Homebrew Primer / Glossary

This section is llm-generated

Core Concepts

  • Homebrew (“brew”)
    The actual package manager CLI (brew install foo). Manages where software comes from and how it’s installed.
  • Formula (plural: formulae)
    A recipe (written in Ruby) describing how to download, compile, and install a piece of software.
    • Example: brew install wget pulls the wget formula, builds it (or fetches a prebuilt binary), and installs it.
    • Stored in GitHub repos like homebrew-core.
  • Cask
    A type of formula, but specifically for macOS applications packaged as binaries (usually .app, .dmg, .pkg).
    • Example: brew install --cask google-chrome downloads the dmg and installs Chrome into /Applications.
    • Lives in homebrew-cask.
  • Tap
    A Git repo containing formulae or casks. Think of it as an extra “source of packages”.
    • The default is homebrew/core and homebrew/cask.
    • Anyone can make a tap: e.g. brew tap hashicorp/tap gives access to brew install hashicorp/terraform.
  • Keg
    The installed copy of a formula in Homebrew’s cellar.
    • Stored under /usr/local/Cellar/<formula>/<version> (Intel macs) or /opt/homebrew/Cellar/... (Apple Silicon).
  • Cellar
    The folder containing all kegs.
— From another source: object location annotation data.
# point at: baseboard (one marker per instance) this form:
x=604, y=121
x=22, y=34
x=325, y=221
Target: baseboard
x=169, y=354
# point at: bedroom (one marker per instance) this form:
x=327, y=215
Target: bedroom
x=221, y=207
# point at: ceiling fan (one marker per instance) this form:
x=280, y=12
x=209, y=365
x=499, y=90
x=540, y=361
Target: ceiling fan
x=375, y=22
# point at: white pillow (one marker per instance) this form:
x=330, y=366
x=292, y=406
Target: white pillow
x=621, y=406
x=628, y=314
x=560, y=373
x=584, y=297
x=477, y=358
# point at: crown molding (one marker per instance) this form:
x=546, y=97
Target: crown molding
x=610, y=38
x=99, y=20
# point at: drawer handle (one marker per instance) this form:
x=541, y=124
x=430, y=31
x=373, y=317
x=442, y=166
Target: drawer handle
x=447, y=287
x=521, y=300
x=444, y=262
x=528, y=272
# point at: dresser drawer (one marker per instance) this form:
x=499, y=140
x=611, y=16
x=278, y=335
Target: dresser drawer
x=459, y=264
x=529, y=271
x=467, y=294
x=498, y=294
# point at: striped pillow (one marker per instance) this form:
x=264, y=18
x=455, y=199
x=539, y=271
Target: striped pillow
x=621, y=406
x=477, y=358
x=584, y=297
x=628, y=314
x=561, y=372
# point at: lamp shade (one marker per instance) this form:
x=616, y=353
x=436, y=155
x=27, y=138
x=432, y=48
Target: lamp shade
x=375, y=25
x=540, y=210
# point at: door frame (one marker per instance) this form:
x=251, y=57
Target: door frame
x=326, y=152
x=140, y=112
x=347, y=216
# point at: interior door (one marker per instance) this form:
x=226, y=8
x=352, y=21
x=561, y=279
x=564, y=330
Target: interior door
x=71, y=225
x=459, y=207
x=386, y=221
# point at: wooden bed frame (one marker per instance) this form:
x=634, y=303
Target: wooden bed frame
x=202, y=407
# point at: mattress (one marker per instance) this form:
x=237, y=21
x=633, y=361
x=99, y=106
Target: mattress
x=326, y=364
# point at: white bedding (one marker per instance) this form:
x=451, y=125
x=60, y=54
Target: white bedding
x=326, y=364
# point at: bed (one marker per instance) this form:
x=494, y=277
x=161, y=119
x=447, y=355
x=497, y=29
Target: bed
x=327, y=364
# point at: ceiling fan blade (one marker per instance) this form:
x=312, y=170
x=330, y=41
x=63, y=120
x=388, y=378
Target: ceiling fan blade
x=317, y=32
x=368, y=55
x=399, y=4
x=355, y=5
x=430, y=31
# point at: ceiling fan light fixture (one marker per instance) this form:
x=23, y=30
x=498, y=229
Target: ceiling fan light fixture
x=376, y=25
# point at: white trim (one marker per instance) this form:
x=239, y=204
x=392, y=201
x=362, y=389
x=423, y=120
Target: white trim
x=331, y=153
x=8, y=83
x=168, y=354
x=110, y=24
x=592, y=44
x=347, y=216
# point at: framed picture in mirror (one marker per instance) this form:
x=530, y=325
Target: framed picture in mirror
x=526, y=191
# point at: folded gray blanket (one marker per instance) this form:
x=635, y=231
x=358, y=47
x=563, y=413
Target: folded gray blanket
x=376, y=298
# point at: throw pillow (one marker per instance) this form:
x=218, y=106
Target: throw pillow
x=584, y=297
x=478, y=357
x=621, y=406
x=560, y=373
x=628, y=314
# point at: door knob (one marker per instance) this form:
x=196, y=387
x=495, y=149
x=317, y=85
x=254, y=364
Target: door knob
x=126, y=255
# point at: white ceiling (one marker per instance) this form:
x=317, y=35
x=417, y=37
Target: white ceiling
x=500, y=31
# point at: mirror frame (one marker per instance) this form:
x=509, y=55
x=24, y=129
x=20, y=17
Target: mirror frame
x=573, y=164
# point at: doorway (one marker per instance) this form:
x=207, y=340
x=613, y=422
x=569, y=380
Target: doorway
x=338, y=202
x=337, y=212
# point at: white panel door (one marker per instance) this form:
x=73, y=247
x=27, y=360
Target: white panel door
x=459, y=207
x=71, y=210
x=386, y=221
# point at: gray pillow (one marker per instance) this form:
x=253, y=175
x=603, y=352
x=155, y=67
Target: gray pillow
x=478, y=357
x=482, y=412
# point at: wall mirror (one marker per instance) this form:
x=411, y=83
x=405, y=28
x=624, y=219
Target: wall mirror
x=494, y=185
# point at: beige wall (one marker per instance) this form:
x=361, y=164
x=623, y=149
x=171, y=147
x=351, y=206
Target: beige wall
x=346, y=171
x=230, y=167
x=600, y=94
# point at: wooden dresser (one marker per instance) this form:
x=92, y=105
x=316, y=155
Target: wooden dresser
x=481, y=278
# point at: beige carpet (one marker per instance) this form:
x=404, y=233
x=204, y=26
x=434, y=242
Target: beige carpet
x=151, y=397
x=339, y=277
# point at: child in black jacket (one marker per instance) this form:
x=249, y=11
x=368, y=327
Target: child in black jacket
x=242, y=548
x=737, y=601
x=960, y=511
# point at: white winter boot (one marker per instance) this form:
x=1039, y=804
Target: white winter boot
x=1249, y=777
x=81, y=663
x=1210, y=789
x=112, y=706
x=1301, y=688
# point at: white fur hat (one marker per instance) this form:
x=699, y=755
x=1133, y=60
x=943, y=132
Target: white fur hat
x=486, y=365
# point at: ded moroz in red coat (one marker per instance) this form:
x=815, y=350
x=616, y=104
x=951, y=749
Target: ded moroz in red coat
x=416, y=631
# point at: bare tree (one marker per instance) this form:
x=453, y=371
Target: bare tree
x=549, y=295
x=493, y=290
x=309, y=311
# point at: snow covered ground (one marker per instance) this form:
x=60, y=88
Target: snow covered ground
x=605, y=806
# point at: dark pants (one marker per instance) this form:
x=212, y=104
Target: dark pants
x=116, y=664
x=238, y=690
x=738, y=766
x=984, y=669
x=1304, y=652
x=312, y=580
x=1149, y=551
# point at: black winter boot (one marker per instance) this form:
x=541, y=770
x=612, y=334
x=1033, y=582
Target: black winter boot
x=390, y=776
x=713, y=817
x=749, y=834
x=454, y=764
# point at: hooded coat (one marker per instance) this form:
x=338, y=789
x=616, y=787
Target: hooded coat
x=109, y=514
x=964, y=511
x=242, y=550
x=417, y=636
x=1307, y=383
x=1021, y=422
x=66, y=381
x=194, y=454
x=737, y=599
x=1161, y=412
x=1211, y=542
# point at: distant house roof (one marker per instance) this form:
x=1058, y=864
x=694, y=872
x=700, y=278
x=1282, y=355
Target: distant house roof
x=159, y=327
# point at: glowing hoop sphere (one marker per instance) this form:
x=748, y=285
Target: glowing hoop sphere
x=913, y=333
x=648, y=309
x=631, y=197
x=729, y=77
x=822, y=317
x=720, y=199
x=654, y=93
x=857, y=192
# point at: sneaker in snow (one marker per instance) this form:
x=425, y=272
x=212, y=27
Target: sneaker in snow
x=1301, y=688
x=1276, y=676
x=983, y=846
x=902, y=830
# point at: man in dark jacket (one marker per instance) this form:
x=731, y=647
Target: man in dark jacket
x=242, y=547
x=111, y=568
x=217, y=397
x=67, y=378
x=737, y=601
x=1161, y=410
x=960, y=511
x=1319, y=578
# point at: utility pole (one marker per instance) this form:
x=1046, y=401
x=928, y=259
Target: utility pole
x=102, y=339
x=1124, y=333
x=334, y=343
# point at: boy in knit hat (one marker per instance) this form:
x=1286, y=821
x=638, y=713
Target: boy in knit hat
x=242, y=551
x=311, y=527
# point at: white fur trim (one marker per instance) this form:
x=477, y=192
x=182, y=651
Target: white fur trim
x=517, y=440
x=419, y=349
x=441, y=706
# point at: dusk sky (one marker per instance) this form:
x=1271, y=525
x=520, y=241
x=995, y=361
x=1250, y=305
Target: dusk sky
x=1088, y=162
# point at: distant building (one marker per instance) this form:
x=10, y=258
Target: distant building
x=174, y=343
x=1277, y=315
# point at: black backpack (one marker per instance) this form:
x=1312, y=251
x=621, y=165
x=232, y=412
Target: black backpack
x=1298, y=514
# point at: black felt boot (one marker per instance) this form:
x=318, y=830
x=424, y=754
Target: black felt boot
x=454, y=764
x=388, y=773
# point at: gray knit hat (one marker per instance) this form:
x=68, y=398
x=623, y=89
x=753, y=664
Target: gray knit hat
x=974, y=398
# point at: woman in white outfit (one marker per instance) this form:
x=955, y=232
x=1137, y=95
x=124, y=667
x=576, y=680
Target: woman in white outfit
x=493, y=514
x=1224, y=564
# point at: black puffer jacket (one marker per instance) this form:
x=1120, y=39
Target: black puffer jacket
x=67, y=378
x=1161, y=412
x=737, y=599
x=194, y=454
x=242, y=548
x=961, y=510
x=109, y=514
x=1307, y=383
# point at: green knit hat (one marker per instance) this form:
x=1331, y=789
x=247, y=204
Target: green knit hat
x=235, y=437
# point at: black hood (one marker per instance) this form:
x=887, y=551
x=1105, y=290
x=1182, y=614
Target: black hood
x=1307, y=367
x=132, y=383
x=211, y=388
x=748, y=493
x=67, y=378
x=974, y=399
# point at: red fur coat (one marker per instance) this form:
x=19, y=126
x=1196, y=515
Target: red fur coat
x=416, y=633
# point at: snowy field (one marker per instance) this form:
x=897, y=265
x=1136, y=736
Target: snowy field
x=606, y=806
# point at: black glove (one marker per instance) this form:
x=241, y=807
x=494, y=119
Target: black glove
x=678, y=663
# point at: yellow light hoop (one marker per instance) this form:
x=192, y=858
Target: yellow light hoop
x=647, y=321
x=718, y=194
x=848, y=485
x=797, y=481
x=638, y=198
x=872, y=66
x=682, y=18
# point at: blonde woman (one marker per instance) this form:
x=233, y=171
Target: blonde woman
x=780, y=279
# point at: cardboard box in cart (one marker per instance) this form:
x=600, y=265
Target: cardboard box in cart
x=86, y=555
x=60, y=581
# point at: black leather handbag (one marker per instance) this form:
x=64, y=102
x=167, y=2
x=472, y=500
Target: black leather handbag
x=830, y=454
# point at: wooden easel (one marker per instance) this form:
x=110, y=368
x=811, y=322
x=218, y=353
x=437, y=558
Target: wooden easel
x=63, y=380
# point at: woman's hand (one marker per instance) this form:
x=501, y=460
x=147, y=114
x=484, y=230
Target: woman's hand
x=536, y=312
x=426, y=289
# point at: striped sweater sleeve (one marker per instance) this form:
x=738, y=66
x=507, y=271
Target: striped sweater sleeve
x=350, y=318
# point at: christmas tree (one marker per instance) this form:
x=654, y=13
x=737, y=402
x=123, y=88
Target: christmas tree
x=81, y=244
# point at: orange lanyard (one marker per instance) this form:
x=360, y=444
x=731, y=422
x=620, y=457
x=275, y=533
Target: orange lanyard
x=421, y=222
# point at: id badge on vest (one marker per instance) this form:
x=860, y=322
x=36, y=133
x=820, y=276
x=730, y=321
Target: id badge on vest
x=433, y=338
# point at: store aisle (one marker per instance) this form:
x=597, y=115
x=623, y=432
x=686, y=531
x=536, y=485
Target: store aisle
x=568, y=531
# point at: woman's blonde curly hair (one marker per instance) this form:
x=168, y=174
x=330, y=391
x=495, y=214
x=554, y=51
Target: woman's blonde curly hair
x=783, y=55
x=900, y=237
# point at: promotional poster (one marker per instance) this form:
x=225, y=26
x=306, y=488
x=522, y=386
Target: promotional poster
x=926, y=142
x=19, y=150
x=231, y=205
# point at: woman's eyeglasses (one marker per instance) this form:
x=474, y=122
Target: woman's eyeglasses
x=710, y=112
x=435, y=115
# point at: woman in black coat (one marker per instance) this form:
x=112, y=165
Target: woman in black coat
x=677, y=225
It’s the “wine cellar” for your software.
  • Prefix
    The “root directory” under which Homebrew is installed.
    • /usr/local (Intel macs) or /opt/homebrew (Apple Silicon).
    • Symlinks from bin/, lib/, etc. point into the Cellar so software is on your PATH.

Supporting Concepts

  • Bottle
    A precompiled binary of a formula (so you don’t have to compile from source).
    • brew install wget usually installs a bottle.
    • If no bottle is available, it falls back to building from source.
  • Head formula
    Formula that installs from the latest commit of the project’s repo (not a release).
    • Example: brew install --HEAD neovim.
  • Taproom (rarely used term)
    Just a nickname for the collection of taps.
  • Bundle
    A Brewfile system (brew bundle) — like a lockfile or manifest. Lets you declare all the formulae, casks, and taps you want and restore them on a new machine.

Mental Model

  • Brew is the waiter.
  • Formulae are the recipes.
  • Casks are pre-boxed takeout meals (apps).
  • Taps are extra cookbooks from other chefs.
  • Cellar is the wine cellar where all bottles (installations) are stored.
  • Kegs are the actual bottles of wine (specific software versions).
  • Prefix is the front-of-house restaurant entrance (where symlinks make software available).